La Società Italiana di Cardiologia conferma: relazione pericolosa tra bassa temperatura e sforzo fisico, che fa salire al 34% il pericolo di infarto in pazienti ad alto rischio cardiovascolare. Indolfi (Sic): «questo vale per i soggetti che non sono in salute e che presentano fattori di rischio cardiovascolare»
Il freddo può mandare il tilt il cuore nei soggetti ad alto rischio cardiovascolare, specialmente se associato a sforzo fisico.
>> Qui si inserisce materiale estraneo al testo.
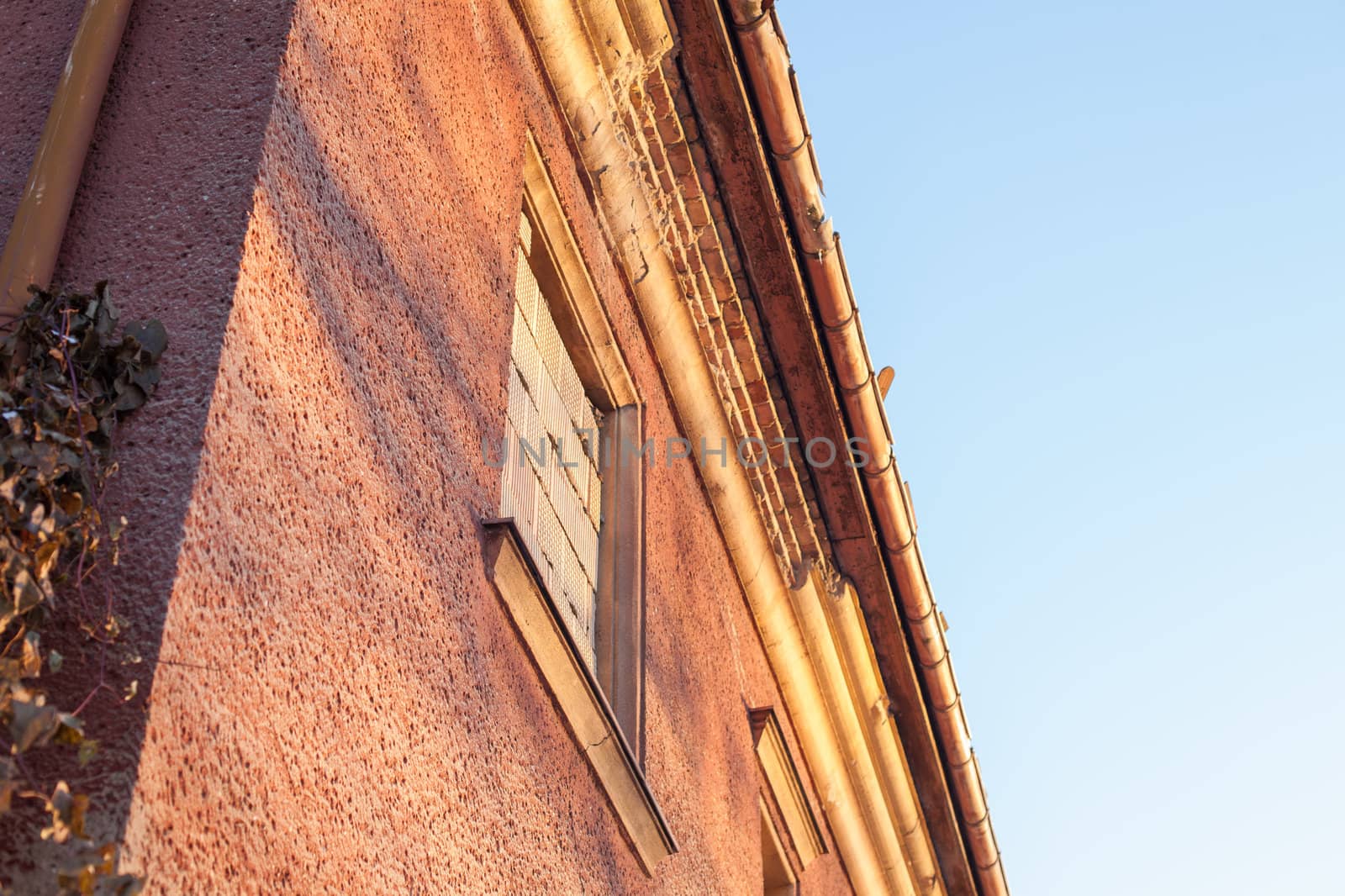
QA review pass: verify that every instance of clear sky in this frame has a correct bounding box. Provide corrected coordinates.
[778,0,1345,896]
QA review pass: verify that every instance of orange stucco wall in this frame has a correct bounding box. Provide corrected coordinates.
[0,0,846,893]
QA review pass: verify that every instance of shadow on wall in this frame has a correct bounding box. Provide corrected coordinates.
[0,0,293,884]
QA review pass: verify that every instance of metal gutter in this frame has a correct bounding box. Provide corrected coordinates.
[0,0,133,319]
[726,0,1009,896]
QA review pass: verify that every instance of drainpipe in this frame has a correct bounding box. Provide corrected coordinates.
[728,0,1009,896]
[0,0,133,319]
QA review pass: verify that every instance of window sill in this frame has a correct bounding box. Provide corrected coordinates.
[484,519,677,876]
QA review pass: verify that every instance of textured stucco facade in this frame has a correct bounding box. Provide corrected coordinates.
[0,0,849,893]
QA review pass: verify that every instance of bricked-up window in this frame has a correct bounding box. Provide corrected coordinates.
[500,215,603,672]
[500,164,646,756]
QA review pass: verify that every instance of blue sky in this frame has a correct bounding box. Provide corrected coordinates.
[780,0,1345,896]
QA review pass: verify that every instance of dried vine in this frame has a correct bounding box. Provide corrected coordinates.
[0,282,166,894]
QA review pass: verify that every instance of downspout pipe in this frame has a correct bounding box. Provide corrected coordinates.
[728,0,1009,896]
[0,0,133,322]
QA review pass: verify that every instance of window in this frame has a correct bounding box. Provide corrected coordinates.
[500,213,603,672]
[484,140,677,872]
[757,800,799,896]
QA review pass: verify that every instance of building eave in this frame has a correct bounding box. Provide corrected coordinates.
[688,0,1009,896]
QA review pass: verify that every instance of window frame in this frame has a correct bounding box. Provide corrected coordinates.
[484,133,677,874]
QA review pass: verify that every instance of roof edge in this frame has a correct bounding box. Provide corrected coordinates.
[724,0,1009,896]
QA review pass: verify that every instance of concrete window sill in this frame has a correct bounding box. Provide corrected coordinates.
[484,519,677,876]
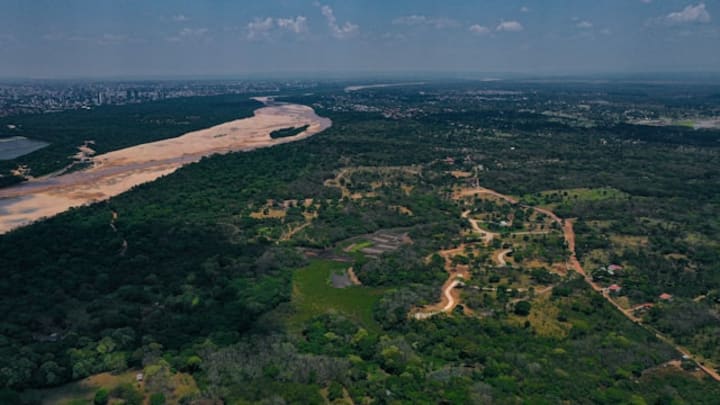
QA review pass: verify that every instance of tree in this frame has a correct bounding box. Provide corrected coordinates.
[150,392,165,405]
[93,388,110,405]
[515,301,532,316]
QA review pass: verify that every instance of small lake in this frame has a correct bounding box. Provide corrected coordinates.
[0,136,50,160]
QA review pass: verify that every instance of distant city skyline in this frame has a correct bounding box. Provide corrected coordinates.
[0,0,720,78]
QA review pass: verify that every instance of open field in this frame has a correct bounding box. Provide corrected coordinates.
[289,260,383,331]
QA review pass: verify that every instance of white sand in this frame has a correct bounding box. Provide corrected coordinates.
[0,100,332,233]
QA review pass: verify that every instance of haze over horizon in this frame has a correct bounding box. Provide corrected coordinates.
[0,0,720,78]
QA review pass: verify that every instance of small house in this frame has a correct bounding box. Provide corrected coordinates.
[608,264,623,272]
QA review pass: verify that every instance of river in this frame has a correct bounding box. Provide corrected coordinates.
[0,98,332,234]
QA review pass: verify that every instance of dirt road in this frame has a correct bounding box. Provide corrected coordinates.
[493,249,512,267]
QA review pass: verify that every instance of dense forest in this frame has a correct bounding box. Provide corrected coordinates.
[0,83,720,404]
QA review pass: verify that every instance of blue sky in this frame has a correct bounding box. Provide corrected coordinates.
[0,0,720,77]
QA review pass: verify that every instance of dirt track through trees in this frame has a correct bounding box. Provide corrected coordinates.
[412,187,720,382]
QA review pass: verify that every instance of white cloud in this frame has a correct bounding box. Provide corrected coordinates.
[663,3,710,25]
[392,15,459,29]
[245,15,308,40]
[246,17,275,39]
[320,5,360,39]
[495,21,525,32]
[275,15,307,34]
[468,24,490,35]
[165,27,210,42]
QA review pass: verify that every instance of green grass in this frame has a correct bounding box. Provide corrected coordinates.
[288,260,384,331]
[350,240,374,253]
[520,187,627,208]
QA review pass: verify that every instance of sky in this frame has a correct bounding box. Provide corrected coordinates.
[0,0,720,78]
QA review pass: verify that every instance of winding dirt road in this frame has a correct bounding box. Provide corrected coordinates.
[0,98,332,234]
[413,183,720,382]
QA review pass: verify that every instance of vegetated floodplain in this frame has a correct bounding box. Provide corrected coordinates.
[0,136,49,160]
[290,260,383,332]
[270,125,309,139]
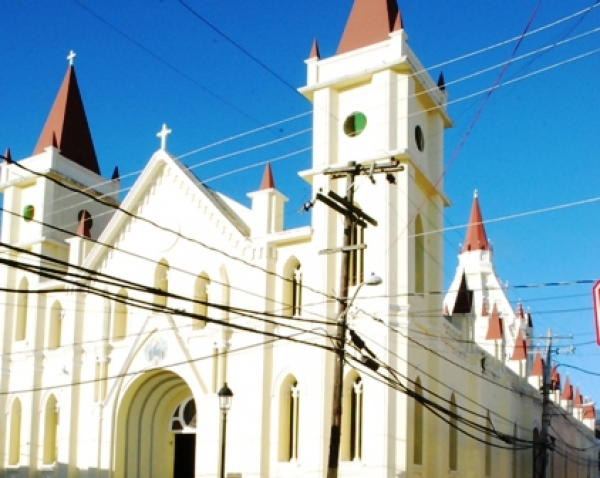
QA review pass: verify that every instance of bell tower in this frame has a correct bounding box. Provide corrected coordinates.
[300,0,452,309]
[0,57,119,261]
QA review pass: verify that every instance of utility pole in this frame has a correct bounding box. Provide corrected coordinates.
[317,159,404,478]
[534,329,552,478]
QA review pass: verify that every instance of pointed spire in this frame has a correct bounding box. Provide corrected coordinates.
[308,38,321,60]
[33,65,100,174]
[530,350,544,377]
[550,365,560,390]
[438,71,446,91]
[517,301,525,319]
[260,163,275,191]
[561,375,573,401]
[392,9,404,32]
[337,0,402,55]
[510,329,527,360]
[4,148,13,163]
[461,191,490,253]
[76,209,92,239]
[485,304,503,340]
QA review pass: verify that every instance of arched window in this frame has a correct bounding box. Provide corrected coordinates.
[112,289,127,340]
[42,395,58,465]
[341,371,363,461]
[48,301,63,350]
[448,394,458,471]
[279,375,300,461]
[154,259,169,310]
[192,272,210,330]
[413,377,423,465]
[8,398,21,466]
[415,214,425,294]
[485,411,493,476]
[282,257,302,317]
[15,277,29,341]
[348,222,365,286]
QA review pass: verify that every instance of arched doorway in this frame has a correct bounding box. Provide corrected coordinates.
[115,370,196,478]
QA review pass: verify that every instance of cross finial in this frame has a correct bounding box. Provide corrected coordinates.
[156,123,173,151]
[67,50,77,66]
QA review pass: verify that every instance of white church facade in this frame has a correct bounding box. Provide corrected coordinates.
[0,0,598,478]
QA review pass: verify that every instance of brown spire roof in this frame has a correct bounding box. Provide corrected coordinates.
[561,375,573,401]
[337,0,402,55]
[530,350,544,377]
[510,329,527,360]
[33,65,100,174]
[485,304,502,340]
[461,191,490,253]
[309,38,321,59]
[260,163,275,191]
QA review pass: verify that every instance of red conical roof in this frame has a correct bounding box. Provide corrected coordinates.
[461,192,490,252]
[510,329,527,360]
[260,163,275,191]
[530,350,544,377]
[485,304,502,340]
[337,0,402,55]
[33,65,100,174]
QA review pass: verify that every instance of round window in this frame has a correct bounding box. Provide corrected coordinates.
[23,204,35,222]
[344,112,367,138]
[415,126,425,151]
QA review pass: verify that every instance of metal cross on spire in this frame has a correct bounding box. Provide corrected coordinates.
[156,123,173,151]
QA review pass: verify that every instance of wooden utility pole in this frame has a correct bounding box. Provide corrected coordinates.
[317,160,404,478]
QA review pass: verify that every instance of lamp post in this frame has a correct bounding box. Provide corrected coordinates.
[327,274,383,478]
[217,382,233,478]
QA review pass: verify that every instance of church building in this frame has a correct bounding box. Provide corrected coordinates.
[0,0,598,478]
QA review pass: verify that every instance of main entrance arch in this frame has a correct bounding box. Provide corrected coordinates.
[115,370,196,478]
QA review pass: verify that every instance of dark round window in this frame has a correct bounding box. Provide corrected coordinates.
[344,112,367,138]
[415,126,425,151]
[23,204,35,222]
[77,209,94,229]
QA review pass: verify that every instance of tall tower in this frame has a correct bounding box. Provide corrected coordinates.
[300,0,451,318]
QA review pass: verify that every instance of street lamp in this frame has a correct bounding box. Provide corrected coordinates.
[217,382,233,478]
[327,274,383,478]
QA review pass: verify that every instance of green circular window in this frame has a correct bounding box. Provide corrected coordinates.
[23,204,35,222]
[344,112,367,138]
[415,126,425,151]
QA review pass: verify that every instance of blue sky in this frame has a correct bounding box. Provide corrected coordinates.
[0,0,600,408]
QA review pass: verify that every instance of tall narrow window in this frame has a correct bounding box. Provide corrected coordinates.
[15,277,29,341]
[8,398,21,466]
[448,394,458,471]
[485,412,493,476]
[348,224,365,286]
[413,377,423,465]
[292,264,302,317]
[281,257,302,317]
[154,259,169,311]
[415,215,425,294]
[341,372,363,461]
[112,289,127,340]
[48,301,63,350]
[192,272,210,330]
[43,395,58,465]
[279,376,300,461]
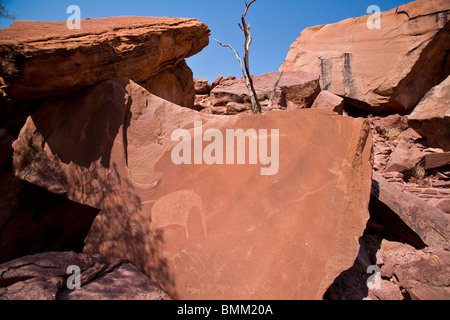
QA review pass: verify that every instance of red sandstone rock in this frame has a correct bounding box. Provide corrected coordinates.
[211,71,320,110]
[370,173,450,248]
[0,252,170,300]
[280,0,450,114]
[0,17,209,107]
[192,78,211,94]
[13,79,372,299]
[408,75,450,151]
[311,90,344,115]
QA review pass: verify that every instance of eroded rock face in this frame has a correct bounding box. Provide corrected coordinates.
[280,0,450,113]
[0,171,99,263]
[14,79,372,299]
[0,17,209,107]
[408,76,450,151]
[0,252,170,300]
[211,71,320,114]
[370,173,450,248]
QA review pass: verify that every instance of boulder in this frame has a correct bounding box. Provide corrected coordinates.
[311,90,344,115]
[385,140,426,173]
[379,241,450,300]
[13,78,372,299]
[408,76,450,151]
[370,114,408,134]
[425,152,450,170]
[280,0,450,114]
[0,17,209,107]
[370,172,450,248]
[211,71,320,110]
[0,170,100,263]
[0,252,170,300]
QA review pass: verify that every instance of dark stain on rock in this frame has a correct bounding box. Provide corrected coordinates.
[319,57,333,90]
[342,53,356,97]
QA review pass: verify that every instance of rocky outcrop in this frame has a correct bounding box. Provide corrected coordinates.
[370,173,450,248]
[0,17,209,107]
[311,90,344,115]
[280,0,450,114]
[408,76,450,151]
[0,171,99,263]
[0,252,170,300]
[211,71,320,114]
[194,78,212,94]
[326,232,450,300]
[13,79,372,299]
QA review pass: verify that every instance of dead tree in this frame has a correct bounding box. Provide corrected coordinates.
[214,0,261,113]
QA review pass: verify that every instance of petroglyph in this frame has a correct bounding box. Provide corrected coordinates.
[152,190,207,239]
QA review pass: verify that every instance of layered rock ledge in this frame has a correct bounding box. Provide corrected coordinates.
[0,17,209,107]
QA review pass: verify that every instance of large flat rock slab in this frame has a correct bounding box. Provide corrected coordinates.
[0,17,209,106]
[13,78,372,299]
Lo conferma la Società Italiana di Cardiologia, invitando i pazienti a rischio a non impegnarsi in attività pesanti all’aperto quando le temperature sono particolarmente basse.
«Il meccanismo responsabile dell’aumento del rischio di attacco cardiaco dopo un’esposizione al freddo intenso è legato a molti fattori, tra cui il più importante è l’effetto di vasocostrizione indotto dalle basse temperature – spiega Ciro Indolfi, Presidente eletto Sic – il restringimento dei vasi sanguigni infatti potrebbe indurre una rottura della placca coronarica e provocare la formazione di un trombo. Se poi si aggiunge la fatica fisica, che aumenta molto la pressione arteriosa e fa salire il battito cardiaco oltre il 75% della frequenza cardiaca massima, il pericolo cresce ancora. Tutto questo è vero soprattutto in pazienti che non sono in perfette condizioni di salute o hanno numerosi fattori di rischio cardiovascolare, per esempio colesterolo alto, ipertensione e pregressi infarti. Questo non si applica a quei soggetti che non sono a rischio cardiovascolare».
È importante dunque che il cardiologo ‘aggiusti’ la terapia anticoagulante e si riduca l’esposizione al freddo attraverso abbigliamento e riscaldamento adeguati. L’eventualità di un infarto è consistente specialmente se si sceglie di fare attività fisica al mattino, tra le 6 e le 10, quando la probabilità di eventi cardiovascolari è massima nell’arco delle 24 ore.
«Non bisogna poi dimenticare – ha aggiunto il professor Indolfi – che anche le infezioni respiratorie, frequenti in inverno, possono contribuire ad aumentare il rischio di infarto: nei giorni successivi a tosse, raffreddore, o influenza, la probabilità di un attacco di cuore può aumentare fino a sei volte, soprattutto nei pazienti più fragili».